My pastor says it during almost every sermon, “Read your Bible.”
Prophet Jim Reilly says the same thing at every meeting I attend, “Read your Bible.”
Kirk Cameron reminds us during his American Campfire Revival, “Read your Bible.”
When I listen to their teachings, it’s obvious these men spend extended amounts of time reading and studying their Bibles. If I want what they have, I have to do what they do – not just talk about it.
I used to try to make it sound like I read my Bible. The truth was that I counted on Sunday morning sermons and an annual six-week Bible study to be enough. Until last year, I had never read the entire Bible.

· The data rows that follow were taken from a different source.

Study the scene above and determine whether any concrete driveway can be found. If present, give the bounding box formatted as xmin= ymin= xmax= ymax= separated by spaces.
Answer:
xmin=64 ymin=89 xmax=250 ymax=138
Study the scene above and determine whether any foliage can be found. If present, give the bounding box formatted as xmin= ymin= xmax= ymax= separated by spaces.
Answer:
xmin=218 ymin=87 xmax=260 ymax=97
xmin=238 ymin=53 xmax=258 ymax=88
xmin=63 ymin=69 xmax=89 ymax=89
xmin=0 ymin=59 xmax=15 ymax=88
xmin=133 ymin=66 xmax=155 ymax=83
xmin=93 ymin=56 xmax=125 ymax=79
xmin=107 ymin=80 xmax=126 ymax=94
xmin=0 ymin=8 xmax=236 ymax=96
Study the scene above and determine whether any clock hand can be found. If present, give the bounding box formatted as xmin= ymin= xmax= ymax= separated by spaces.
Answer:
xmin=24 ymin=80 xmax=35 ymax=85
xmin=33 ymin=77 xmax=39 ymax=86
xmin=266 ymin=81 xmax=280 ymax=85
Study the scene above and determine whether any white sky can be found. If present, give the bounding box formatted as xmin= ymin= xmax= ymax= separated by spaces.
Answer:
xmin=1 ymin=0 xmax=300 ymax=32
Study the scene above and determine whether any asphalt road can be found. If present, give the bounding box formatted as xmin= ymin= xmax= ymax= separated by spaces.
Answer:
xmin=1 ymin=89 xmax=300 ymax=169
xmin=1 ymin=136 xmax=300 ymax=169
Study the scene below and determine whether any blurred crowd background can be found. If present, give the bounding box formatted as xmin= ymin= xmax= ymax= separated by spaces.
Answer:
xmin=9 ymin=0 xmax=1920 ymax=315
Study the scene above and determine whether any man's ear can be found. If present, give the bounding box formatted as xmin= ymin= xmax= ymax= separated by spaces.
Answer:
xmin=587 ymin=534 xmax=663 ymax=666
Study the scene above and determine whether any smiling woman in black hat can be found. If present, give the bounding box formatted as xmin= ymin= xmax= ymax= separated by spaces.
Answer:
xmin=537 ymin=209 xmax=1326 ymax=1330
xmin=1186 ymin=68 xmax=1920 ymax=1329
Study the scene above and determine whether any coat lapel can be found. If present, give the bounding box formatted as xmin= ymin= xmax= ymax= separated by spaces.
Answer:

I have a couple of friends who admitted they did the same thing. They posted quotes on social media about reading the Bible and how you should do it, but they didn’t actually read it themselves. That made me feel better, but I’m not sure why. We all needed to be reading it, not lying about it.
When I alluded to reading the Bible even though I really wasn’t, I did it because it made me feel closer to reaching my goal without having to do the work. It sounded virtuous except it wasn’t true, so how virtuous was it really? I felt good telling people I was reading my Bible because I really wanted to, but not bad enough to commit and do it.
The way I justified lying was I planned to start tomorrow. Always tomorrow. If I made it through a few days of reading, I justified taking a break because it didn’t make any sense. Reading the Bible was like reading a foreign language. Self-help books made more sense and seemed more useful even though I never got better, but that’s another thing I lied about … mainly to myself. I was always getting better, but not really.
It wasn’t until I heard Lysa TerKeurst, Christian author and founder of Proverbs 31 Ministries, admit the Bible didn’t always make sense to her, but she said something else too, “Read your Bible anyway. God will bless your efforts and He’ll help you understand it if you stick with it.”
So, I did. And I still am because we don’t just read the Bible once. And she was right, God helped and brought others into my life to help too.
I’m happy to talk to anyone who is as frustrated as I was. I promise that if you stick with it, it’s life-saving and life-changing and life-giving.